# How to test Secondary Air Injection pump with VAG?



## VladM (Jun 5, 2005)

How to test Secondary Air Injection pump with VAG?


----------



## [email protected] (Feb 16, 2007)

what kind of car? what engine?


----------



## [email protected] (Feb 16, 2007)

I'm heading out, so i will assume its the a4 in your sig. You can test the secondary air by doing the following:
Start the engine and allow the idle to stabilize. then click:
[Select]
[01-Engine]
[Basic Settings-04]
Enter Group value 077. then click [GO]. 
Field 4 will display the test result.


----------



## VladM (Jun 5, 2005)

*Re: ([email protected])*

its in my sign.
there is a way to cycle/run the pump without engine on(I did it 2 years ago but dont remember now). how to do it?

thank you


----------



## VladM (Jun 5, 2005)

*Re: ([email protected])*

found it:
VAG-COM
engine -> on the right group of buttons 03 -> hit next, next, there you go SAI will cycle


----------



## Marcusvr6 (Mar 3, 2009)

*Re: ([email protected])*

would this work on my vr6 jetta 2000 MIV?


----------



## [email protected] (Feb 16, 2007)

It should.


----------



## 2deepn2dubs (Oct 27, 2002)

is it supposed to stay on, or cycle on and off?


----------



## Dana @ Ross-Tech (Sep 15, 2009)

2deepn2dubs said:


> is it supposed to stay on, or cycle on and off?

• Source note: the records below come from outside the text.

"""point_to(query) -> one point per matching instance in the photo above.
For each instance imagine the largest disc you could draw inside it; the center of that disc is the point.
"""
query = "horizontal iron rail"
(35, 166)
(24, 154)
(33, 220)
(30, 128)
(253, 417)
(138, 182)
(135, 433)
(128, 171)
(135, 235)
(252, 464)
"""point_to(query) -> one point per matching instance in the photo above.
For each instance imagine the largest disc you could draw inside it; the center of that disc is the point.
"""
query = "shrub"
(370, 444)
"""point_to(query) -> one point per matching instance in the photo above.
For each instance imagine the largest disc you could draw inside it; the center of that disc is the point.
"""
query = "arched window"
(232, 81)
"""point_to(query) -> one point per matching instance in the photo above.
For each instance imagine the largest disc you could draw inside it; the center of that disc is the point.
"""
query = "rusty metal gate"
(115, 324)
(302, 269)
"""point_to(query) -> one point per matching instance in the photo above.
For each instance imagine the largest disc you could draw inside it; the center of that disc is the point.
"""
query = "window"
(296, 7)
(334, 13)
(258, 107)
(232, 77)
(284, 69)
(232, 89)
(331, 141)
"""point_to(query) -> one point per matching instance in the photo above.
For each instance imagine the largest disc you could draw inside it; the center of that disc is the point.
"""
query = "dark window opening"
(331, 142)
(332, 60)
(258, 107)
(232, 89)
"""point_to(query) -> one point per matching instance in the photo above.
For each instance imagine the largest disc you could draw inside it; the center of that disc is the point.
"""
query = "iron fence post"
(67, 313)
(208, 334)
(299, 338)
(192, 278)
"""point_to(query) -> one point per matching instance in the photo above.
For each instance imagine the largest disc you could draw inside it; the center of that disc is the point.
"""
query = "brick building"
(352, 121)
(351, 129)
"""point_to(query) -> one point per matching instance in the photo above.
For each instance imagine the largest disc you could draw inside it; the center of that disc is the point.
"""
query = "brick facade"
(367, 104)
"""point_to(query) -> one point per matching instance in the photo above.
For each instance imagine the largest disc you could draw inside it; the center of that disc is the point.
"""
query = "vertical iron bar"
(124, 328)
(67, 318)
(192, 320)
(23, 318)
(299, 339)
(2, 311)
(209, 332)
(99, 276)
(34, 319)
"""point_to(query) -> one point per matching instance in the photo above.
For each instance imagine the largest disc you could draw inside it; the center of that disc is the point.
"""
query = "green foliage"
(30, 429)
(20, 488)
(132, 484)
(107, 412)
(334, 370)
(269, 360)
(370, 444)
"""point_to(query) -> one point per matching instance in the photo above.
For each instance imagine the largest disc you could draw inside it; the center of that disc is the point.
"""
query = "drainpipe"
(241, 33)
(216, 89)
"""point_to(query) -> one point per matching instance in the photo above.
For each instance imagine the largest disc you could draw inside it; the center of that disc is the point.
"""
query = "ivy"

If you are using this procedure it will cycle:



VladM said:


> found it:
> VAG-COM
> engine -> on the right group of buttons 03 -> hit next, next, there you go SAI will cycle


Also see Output Tests

--

This would be the preferred way because all of the SAI components are tested at idle:



[email protected] said:


> I'm heading out, so i will assume its the a4 in your sig. You can test the secondary air by doing the following:
> Start the engine and allow the idle to stabilize. then click:
> [Select]
> [01-Engine]
> ...


In that case you can use the guided readiness feature using the *[Set Readiness]* button.


----------



## kdiver58 (Jan 25, 2004)

*adding to an old post*

I replaced the secondary air injection pump. 

I ran this test .. 

Start the engine and allow the idle to stabilize. then click:
[Select]
[01-Engine]
[Basic Settings-04]
Enter Group value 077. then click [GO]. 
Field 4 will display the test result.

it ran but did not give a result 
it showed Mass air flow value (I don't remember what)
and a SAI value of 96.6%
and test off .. That's it 

2003 VW GTI 1.8t AWP engine


----------



## stan067 (Feb 25, 2010)

Get the car hot and up to temp. Long drive will do it.
Then let idle and run the basic setting test.
Pump should run.
Both EVAP readiness? Purge then Leak detection pump. These may have to pass first before SAI.
No codes for anything also.

Good Luck


----------



## stan067 (Feb 25, 2010)

read this post #15

https://forums.ross-tech.com/showth...al-Problem-Solver-Guide-quot-JPPSG-quot/page2

Good Luck


----------



## MEISTER (Nov 6, 2000)

You can also run Channel 223 > Go in Basic Settings - that is the readiness test.


----------